Gum anima, also called anima, anime, or animé, is a kind of gum or resin.

== Definition and description ==
According to an 1897 dictionary, the term could be used to refer to "several resins" known as elemi; copal produced by Hymenaea verrucosa; (Note: Then known as Trachylobium hornemannianum) a product of Hymenaera courbaril; or "Indian copal" produced by Vateria indica. The 1911 Encyclopædia Britannica, in contrast, mentions only that it can be used to refer to products of H. courbaril and H. verrucosa.

As of 1804 it was divided into two kinds, western and eastern. According to an 1897 dictionary, the eastern gum came first, and the western gum was called by the same name because of its similarity to the eastern. The western gum anima flows from an incision in a tree called courbaril; it is transparent, and of a pale brown color similar to frankincense. It has a sweeter smell than the eastern gum anima.

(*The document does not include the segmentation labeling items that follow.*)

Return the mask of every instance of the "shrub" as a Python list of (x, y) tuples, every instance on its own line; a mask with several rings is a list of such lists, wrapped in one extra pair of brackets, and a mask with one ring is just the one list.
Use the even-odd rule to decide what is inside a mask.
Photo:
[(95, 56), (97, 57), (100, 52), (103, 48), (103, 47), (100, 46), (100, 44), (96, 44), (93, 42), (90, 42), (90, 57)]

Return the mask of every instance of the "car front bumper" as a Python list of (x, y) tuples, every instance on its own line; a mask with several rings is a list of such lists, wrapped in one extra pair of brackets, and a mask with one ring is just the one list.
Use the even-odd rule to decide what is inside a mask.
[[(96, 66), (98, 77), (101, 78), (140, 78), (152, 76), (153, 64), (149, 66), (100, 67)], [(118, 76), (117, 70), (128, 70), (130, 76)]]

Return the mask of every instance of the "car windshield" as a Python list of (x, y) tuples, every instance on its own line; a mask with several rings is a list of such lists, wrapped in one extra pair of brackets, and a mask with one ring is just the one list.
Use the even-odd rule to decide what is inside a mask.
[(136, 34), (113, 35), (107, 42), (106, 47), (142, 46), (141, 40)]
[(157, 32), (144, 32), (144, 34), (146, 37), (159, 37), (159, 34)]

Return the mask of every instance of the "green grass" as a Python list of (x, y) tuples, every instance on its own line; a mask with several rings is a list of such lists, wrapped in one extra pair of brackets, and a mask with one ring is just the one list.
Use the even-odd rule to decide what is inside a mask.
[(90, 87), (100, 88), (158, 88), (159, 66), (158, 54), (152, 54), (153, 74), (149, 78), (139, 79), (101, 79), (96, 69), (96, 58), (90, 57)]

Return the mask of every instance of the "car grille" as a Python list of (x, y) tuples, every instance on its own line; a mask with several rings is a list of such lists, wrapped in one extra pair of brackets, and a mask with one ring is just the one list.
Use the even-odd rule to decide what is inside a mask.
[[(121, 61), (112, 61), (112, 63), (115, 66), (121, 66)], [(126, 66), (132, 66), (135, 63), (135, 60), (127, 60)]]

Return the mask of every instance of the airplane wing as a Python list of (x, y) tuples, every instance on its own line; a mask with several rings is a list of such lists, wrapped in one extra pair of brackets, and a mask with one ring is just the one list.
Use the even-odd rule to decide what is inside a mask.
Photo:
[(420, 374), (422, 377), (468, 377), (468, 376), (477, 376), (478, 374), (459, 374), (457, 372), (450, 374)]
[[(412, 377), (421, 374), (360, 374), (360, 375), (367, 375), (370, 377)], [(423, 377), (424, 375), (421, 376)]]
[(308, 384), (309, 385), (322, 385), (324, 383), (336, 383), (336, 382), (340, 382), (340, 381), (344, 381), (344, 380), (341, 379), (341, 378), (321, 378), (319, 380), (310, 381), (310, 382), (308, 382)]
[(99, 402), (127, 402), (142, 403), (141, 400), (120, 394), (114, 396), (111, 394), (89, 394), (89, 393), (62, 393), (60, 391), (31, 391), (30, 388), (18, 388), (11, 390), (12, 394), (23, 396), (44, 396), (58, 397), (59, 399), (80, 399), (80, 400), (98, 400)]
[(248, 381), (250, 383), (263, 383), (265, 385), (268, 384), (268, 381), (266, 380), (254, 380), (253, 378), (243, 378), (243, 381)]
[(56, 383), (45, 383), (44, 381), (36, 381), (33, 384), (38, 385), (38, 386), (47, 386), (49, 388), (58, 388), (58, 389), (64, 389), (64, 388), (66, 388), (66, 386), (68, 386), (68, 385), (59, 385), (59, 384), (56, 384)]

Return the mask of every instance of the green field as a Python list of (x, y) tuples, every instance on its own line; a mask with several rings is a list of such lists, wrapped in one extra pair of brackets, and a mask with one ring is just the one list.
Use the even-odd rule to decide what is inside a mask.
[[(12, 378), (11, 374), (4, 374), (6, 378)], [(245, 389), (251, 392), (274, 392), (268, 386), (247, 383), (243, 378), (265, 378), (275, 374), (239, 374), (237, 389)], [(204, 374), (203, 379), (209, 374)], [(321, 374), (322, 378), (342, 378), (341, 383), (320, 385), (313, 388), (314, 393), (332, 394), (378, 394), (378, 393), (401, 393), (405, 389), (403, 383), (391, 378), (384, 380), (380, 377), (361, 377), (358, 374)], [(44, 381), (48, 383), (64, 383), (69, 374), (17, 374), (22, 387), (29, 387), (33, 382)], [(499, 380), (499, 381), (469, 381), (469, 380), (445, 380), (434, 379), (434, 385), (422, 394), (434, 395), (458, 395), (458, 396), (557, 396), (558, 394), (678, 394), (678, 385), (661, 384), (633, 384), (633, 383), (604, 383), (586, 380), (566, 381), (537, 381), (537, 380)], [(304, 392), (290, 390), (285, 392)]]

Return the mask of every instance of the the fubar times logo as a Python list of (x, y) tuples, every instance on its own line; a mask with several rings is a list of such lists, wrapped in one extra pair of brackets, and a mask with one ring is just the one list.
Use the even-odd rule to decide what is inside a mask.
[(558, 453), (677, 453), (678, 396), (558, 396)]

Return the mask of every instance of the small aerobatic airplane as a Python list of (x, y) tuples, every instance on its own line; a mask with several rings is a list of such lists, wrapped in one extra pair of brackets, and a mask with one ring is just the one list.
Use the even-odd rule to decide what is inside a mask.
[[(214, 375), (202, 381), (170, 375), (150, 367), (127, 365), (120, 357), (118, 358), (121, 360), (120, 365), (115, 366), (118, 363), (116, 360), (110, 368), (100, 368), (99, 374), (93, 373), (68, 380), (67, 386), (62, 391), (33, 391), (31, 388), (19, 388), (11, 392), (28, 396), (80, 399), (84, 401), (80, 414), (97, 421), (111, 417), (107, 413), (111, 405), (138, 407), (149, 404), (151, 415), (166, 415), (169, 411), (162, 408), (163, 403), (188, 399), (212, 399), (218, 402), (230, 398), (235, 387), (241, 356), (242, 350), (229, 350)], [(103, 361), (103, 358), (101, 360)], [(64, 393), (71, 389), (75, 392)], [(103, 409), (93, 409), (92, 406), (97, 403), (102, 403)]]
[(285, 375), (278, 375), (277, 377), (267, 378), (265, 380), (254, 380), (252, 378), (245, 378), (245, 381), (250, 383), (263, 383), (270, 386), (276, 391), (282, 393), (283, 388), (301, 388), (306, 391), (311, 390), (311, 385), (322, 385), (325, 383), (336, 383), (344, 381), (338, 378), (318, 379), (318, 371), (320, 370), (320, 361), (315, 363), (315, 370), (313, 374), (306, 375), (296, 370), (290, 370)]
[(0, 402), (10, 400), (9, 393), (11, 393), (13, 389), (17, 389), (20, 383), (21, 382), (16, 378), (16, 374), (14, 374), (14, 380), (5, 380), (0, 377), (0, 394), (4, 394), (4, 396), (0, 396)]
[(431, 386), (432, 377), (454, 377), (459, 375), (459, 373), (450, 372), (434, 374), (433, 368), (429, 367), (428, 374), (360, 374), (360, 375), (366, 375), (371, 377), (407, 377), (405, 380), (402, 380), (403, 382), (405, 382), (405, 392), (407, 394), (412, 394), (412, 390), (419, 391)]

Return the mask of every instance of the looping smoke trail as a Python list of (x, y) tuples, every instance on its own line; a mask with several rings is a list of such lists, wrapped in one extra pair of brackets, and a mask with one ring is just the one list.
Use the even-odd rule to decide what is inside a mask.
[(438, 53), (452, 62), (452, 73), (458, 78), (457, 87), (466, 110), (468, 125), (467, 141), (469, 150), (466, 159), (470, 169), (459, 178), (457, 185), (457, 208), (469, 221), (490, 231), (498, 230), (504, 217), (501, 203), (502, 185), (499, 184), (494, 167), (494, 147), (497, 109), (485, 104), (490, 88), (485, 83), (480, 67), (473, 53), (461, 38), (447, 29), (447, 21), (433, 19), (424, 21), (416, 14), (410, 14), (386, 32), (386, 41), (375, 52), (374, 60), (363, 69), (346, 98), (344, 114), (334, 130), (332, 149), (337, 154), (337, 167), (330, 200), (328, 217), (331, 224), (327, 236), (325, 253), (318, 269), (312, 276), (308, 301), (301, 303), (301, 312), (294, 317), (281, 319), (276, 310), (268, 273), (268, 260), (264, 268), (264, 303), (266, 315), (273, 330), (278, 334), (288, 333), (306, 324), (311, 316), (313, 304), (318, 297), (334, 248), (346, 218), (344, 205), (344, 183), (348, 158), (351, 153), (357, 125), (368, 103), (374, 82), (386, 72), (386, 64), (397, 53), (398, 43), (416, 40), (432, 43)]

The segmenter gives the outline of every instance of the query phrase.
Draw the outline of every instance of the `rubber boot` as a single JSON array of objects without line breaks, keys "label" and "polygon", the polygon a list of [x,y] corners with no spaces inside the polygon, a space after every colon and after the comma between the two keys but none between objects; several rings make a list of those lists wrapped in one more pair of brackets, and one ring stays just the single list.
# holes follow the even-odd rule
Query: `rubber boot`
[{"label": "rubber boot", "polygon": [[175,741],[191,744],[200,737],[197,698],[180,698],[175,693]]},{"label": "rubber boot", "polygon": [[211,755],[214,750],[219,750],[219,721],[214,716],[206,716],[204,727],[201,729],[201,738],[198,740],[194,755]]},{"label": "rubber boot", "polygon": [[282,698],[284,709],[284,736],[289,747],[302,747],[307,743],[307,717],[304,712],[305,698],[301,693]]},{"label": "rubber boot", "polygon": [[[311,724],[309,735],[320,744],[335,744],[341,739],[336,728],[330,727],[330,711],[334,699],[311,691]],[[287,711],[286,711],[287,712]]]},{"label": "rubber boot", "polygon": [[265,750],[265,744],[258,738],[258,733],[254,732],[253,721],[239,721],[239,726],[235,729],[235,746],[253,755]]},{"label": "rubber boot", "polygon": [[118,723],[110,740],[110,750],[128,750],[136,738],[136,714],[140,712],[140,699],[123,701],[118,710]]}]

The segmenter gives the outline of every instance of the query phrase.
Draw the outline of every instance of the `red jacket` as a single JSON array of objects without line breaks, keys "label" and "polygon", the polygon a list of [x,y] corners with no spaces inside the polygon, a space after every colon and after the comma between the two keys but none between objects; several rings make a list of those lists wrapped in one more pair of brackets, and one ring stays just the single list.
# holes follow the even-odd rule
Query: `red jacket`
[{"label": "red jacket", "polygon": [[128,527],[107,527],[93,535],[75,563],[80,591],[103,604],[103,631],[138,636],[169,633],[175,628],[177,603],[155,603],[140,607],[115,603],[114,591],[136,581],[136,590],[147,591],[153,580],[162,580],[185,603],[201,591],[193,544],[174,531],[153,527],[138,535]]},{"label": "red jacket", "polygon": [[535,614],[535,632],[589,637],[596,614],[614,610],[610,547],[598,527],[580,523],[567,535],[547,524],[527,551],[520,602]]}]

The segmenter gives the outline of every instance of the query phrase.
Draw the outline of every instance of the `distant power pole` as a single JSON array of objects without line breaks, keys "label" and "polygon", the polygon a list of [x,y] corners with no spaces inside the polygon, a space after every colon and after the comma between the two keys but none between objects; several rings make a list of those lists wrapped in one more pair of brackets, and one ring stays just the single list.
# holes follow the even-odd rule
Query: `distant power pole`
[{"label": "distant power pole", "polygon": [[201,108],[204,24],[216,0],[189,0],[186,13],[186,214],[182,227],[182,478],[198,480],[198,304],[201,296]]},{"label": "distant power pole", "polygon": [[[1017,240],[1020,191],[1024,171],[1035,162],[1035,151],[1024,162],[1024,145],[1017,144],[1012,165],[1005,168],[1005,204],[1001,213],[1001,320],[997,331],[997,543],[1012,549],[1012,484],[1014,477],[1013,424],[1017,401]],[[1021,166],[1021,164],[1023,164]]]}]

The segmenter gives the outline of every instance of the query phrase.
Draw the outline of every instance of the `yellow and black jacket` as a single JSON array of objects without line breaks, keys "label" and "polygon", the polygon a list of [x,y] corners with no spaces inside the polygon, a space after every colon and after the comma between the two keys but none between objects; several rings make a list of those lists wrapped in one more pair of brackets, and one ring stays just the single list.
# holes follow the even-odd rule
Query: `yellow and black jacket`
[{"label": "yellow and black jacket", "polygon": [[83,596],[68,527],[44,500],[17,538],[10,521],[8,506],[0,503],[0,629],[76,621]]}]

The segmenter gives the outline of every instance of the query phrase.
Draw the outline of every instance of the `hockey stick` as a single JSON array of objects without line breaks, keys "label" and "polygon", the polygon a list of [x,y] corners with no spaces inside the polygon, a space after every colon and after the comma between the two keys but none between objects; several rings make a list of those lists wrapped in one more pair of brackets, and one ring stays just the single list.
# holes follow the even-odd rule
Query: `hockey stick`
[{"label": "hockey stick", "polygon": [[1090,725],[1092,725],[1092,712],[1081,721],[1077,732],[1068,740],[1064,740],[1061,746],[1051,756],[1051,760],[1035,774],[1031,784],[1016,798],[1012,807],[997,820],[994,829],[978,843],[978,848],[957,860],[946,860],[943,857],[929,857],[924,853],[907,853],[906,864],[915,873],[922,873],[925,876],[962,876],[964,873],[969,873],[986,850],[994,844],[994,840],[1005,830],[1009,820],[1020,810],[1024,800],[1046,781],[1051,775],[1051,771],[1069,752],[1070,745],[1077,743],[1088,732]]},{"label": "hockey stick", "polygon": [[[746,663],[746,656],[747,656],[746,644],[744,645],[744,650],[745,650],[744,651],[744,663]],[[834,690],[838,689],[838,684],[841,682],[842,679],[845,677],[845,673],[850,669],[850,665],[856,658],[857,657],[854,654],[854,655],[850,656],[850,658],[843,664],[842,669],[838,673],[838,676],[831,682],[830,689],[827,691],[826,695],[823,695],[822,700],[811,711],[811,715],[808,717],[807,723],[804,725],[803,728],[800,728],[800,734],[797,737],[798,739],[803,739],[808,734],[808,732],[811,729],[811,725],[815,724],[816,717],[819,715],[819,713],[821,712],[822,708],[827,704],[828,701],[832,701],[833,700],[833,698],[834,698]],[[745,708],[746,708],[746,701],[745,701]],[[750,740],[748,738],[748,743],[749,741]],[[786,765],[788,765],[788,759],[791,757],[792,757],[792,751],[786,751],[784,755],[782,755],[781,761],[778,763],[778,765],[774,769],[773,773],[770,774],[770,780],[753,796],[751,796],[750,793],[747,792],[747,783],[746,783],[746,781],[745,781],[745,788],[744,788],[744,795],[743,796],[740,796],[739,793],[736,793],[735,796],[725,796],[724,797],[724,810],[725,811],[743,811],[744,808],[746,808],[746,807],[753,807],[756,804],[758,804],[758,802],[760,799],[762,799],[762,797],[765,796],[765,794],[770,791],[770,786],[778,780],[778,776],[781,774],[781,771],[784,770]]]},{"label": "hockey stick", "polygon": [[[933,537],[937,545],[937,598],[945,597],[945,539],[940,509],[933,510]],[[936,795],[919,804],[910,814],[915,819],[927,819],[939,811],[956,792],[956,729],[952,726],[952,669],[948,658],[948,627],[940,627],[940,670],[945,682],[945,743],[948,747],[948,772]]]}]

As of 1804 it was notably sourced from Brazil.

The eastern gum anima was distinguished in 1728 into three kinds: the first white; the second blackish, in some respects like myrrh; the third pale, resinous, and dry. At some time before 1804 it was commonly brought to Europe from Ethiopia.

== Uses ==
All kinds of anima were used in perfumes around 1728, because of their agreeable smell; they were also been applied externally against colds. The 1911 Encyclopædia Britannica notes that the product of H. courbaril was used in perfumes at that time.

As of 2017, gum anima is often added to sandarac-based alcohol varnishes to prevent brittleness caused by the sandarac. Shellac and elemi are also often used for this purpose.